CHURCH
Sunday I went to church, partly because Kathe, my wife, who died two years ago and who liked to sing in the choir liked to go to church so much, I also went partly because it would get me out of the house and I would connect with someone, which is probably a reason that many people go to church.
There were about 40 people there, with room for 500, almost all of the people over 60. We sang hymns and repeated ritual readings. The sermon was about the call to respond to a painfully chaotic world through committing ourselves to making a difference through doing God‘s will.

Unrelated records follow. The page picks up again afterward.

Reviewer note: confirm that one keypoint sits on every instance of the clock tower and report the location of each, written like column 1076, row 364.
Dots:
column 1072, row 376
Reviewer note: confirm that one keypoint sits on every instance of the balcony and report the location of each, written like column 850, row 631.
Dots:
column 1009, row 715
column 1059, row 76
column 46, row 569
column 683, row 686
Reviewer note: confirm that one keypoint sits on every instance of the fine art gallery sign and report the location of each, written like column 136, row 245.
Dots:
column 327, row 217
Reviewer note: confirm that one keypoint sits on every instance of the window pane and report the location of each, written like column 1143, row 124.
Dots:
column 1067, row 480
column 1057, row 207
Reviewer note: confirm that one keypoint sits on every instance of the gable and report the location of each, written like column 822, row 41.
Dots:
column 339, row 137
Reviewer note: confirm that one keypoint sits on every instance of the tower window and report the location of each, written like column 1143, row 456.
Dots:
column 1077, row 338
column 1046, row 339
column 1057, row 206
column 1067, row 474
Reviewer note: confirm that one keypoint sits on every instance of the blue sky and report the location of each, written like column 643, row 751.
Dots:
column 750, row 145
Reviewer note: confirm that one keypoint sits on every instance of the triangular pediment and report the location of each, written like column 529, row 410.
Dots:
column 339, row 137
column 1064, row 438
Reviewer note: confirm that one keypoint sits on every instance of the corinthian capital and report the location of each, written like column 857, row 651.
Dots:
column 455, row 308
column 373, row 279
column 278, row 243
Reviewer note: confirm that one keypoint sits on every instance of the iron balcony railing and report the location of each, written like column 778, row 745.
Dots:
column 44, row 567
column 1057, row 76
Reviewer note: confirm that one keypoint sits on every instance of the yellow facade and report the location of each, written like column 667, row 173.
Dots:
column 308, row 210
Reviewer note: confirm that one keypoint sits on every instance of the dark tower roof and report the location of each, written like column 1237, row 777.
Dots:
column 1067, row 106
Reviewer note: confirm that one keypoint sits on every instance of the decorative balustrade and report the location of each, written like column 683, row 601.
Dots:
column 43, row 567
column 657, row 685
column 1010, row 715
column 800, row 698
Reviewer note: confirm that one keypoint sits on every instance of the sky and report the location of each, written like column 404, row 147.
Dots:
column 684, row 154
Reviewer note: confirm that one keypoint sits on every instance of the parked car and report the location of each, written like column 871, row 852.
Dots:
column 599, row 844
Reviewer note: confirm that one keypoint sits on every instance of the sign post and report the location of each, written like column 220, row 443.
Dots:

For an hour I was made to listen and to wonder and decided that it was a good thing for me to do and I was glad I went.
I thought about the church services that I sat through in Greece which were all sing songy chanting by elaborately dressed priests who sounded exactly like the chanting priests in orange lungis naked to the waist in Gujurat or the calls to worship five times a day from the towers of mosques in Morocco, all calling us to be our best selves and wondered how such intense calls to worship world wide, calls to do what is most fundamentally good and true can lead to the terrible violent tension between people who are sure they are right and doing God‘s will in the United States or in Palestine or in India where fundamentalists feel under threat.
I wondered why there were so few young people in the church, here or in the Greek Orthodox Church in Naousa, why I am so often reluctant to go to church? I wondered as I always do about what changes in the world are leading to the slipping and sliding of those not attending services and the constant backlash of people who feel their churches and way of worship is being threatened. I don‘t know what to make of any of this.